As you can see, I only looked for posts published before 2007/31/01 because that’s what I happened to need, but I could have refined that search with any condition that MySql can handle, for example looking only for posts whose title or body contained a certain string. Now, why did I need just those fields? Because the URLs of that particular WordPress blog have the format $BLOGNAME/$YEAR/$MONTH/$post_name/. This means that, in order to generate an HTML list of all those posts I only need to reformat, concatenate and wrap into some basic HTML code the first three fields of those posts. If your blog has another naming convention, you can change the query or the script below accordingly.

After checking that the MySql query was correct, I put it inside a simple Perl script that runs it and outputs the final list items in HTML format.
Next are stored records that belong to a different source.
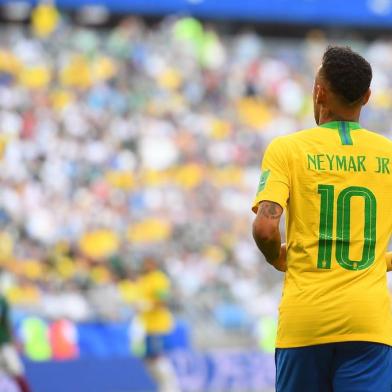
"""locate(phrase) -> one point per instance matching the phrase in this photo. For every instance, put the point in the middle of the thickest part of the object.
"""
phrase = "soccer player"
(158, 322)
(335, 183)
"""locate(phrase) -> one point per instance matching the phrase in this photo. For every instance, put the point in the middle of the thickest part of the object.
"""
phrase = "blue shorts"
(155, 346)
(335, 367)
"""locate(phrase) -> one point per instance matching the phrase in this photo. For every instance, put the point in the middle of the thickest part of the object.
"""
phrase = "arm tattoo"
(271, 210)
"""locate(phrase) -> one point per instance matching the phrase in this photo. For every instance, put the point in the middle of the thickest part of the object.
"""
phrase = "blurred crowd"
(146, 139)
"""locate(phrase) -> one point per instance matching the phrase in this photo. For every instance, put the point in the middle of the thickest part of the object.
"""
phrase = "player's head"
(342, 83)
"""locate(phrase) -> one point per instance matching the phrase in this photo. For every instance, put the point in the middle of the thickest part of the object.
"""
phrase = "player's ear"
(366, 97)
(319, 94)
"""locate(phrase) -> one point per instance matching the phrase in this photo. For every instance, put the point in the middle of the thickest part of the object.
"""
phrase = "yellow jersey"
(154, 290)
(335, 183)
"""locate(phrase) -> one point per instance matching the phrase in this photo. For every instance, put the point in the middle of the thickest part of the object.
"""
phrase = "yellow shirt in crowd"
(154, 290)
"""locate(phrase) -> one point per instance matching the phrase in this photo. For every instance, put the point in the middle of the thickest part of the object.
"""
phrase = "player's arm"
(389, 261)
(266, 234)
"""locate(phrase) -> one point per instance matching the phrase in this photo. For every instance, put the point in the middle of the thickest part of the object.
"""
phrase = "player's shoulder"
(377, 137)
(296, 137)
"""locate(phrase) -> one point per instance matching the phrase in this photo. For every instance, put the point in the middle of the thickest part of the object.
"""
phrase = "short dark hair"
(347, 72)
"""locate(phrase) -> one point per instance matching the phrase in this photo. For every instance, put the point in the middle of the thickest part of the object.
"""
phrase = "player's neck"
(329, 116)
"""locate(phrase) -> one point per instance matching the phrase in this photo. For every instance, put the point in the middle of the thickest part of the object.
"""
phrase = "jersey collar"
(351, 125)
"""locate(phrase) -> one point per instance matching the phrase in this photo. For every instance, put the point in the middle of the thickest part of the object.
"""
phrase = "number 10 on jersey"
(342, 238)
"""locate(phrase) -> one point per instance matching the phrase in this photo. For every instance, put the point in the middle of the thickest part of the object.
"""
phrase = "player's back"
(339, 220)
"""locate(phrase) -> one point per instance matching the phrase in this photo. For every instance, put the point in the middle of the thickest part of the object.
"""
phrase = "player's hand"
(281, 262)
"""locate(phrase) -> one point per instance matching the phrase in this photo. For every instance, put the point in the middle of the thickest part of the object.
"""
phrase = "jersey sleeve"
(274, 182)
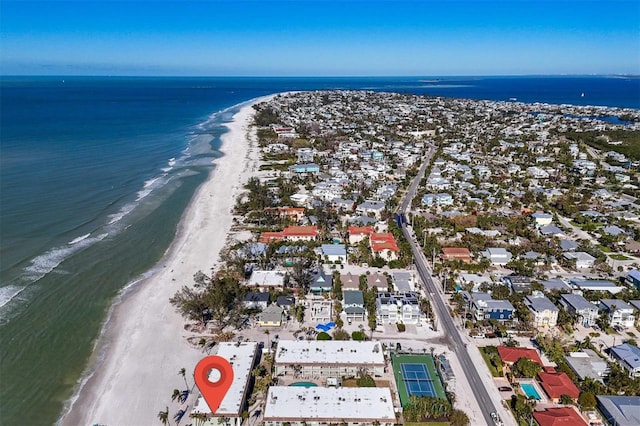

The MySql part is copied straight from the many Perl tutorials online that explain how to make Perl talk to MySql. Please refer to those tutorials if you need any detailed explanation of what each line of code does. I only added the right parameters for my own database and the necessary comments to make it (I hope) self-documenting:

  #! /usr/bin/perl
  use strict;
  use DBI;
  use DBD::mysql;
  my $platform = "mysql";
  my $host     = "localhost";
  my $port     = "3306";

  my $BLOGNAME = "http://stop.zona-m.net";  #CHANGE THIS TO THE HOME PAGE OF YOUR BLOG

  # The next seven lines define the Perl variables that are needed
  # to query the database then build the actual MySql query
  # The $query line is where you must put the MySql statement that
  # you actually need

  my ($post_date, $post_name, $post_title);
  my $dsn = "dbi:mysql:$database:localhost:3306";
  my $DB = DBI->connect($dsn, $user, $pw);
  my $query = qq~SELECT post_date, post_name, post_title, ID FROM wp_posts WHERE post_date <= '2007-07-31 00:00:00';~;
  my $query_handle = $DB->prepare($query);
  $query_handle->bind_columns($post_date, $post_name, $post_title);

  # the rest of the code processes and prints as an HTML list element
  # each URL. It takes the first 7 characters of the date (Year + Month),
  # replaces the dash with a slash and removes newlines (I had some of them...)
  # in URL and post title
  while($query_handle->fetch()) {
      my ($DATE, $URL, $TITLE);
      $DATE    = substr($post_date, 0,7);
      $DATE    =~ s/-///;
      $URL     = $post_name;  chomp $URL;
      $TITLE   = $post_title; chomp $TITLE;
      print "<li><a href="$BLOGNAME/$DATE/$URL/">$TITLE</a></li>n";  # Correct URL of each post

Here is the script output, limited to the first three posts for brevity:

  <li><a href="http://stop.zona-m.net/2007/07/must-all-software-be-free-or-all-proprietary/">Must all software, be free, or all proprietary?</a></li>
  <li><a href="http://stop.zona-m.net/2007/07/do-we-still-need-papyrus/">Do We Still Need Papyrus?</a></li>
  <li><a href="http://stop.zona-m.net/2007/07/can-i-publish-my-own-movies/">Can I Publish My Own Movies?</a></li>

This is perfectly valid HTML code that you can copy and paste straight into an HTML page. In my case I had to indent the lists by hand, but it only took 23 minutes.